When we think about the current state of the ad tech industry, we think about change. We think about hybridity, the merging of on and offline infused new platforms, such as Connected TV (CTV), and consumers, who increasingly engage with media and advertising on social media platforms.
We also think about integration and feedback loops: how successful ventures are born out of working insights back up the supply chain, incorporating different perspectives into research and development. Meanwhile, marketers and advertisers look into their strategies and campaigns, discarding what does not work, and consolidating, updating, and adapting tried and tested methods with new information. In other words, collaborative interdependence, and the seamless transition of knowledge and data within a company, breeds growth.
Progress and learning are crucial in an increasingly fragmented media landscape, a landscape where no social channel reigns supreme, and multiple identity solutions vie for attention in a privacy-centric, cookieless framework. Brands toil to maintain consistency while simultaneously extending reach amongst a growing, global audience, and battling it out with tech giants. All the while, they try to create a truly seamless, immersive, and engaging consumer experience that takes centre stage amidst dizzying metaverse machinations.
One of the key ways to tackle these challenges is to embrace the concept of collaborations.
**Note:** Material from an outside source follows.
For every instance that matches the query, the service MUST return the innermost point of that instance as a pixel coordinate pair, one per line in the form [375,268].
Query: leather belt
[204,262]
Companies that are open to what partnerships have to offer, welcome the potential of increased capacity and growth into their futures. And here’s why.
Audience and Reach
When it comes to global audiences, it can be difficult to truly identify and adequately establish audience targeting. Entering a partnership with a company who already has knowledge and insights into the local consumer base not only helps to adapt strategies to a particular audience, it also limits sales and acquisition costs. Furthermore, cross-country partnerships truly evoke the concept of digital globalism by enabling the wider spread of data.
Insights and education
Collaborations should fundamentally provide each company with something the other is lacking, whether this be specific knowledge about an aspect of the market, such as privacy-compliant, data-driven advertising, the cookieless future, or emerging channels. Small to medium companies cannot be expected to master all areas at all times, so to keep up with digital evolution, companies that specialise in complementary fields can inform and teach each other on new trends and developments, maximising awareness around new opportunities.
This sharing of capacities means that profit and growth go both ways. When it came to partnering with PubMatic, Audiencerate was able to support them with key addressability issues, while Pubmatic brought quality and scale to the table. The collaboration guaranteed optimised and more efficient reach for each of their audiences.
Technical tools and capabilities
In most – if not all – situations, a technological problem requires a technological solution. Integrating a diverse range of tools, platforms and portfolios allows two companies to bridge gaps in the market that might have been left vacant, developing new solutions in a complex media environment.
We achieved such a ‘first’ through our partnership with Azerion, assimilating our privacy-compliant data within their programmatic platform, an innovative synergy that strengthened Azerion’s ability to provide quality data, and Audiencerate was able to access Azerion’s considerable influence in the market to expand their operations further.
in the spirit of true collaboration, integration, and hybridisation, each paragraph, aspect, and element, blends aspects with the other. Solutions develop across various fields and disciplines, and only through the creative blending and free flow of information can we truly develop the answers of today, for tomorrow.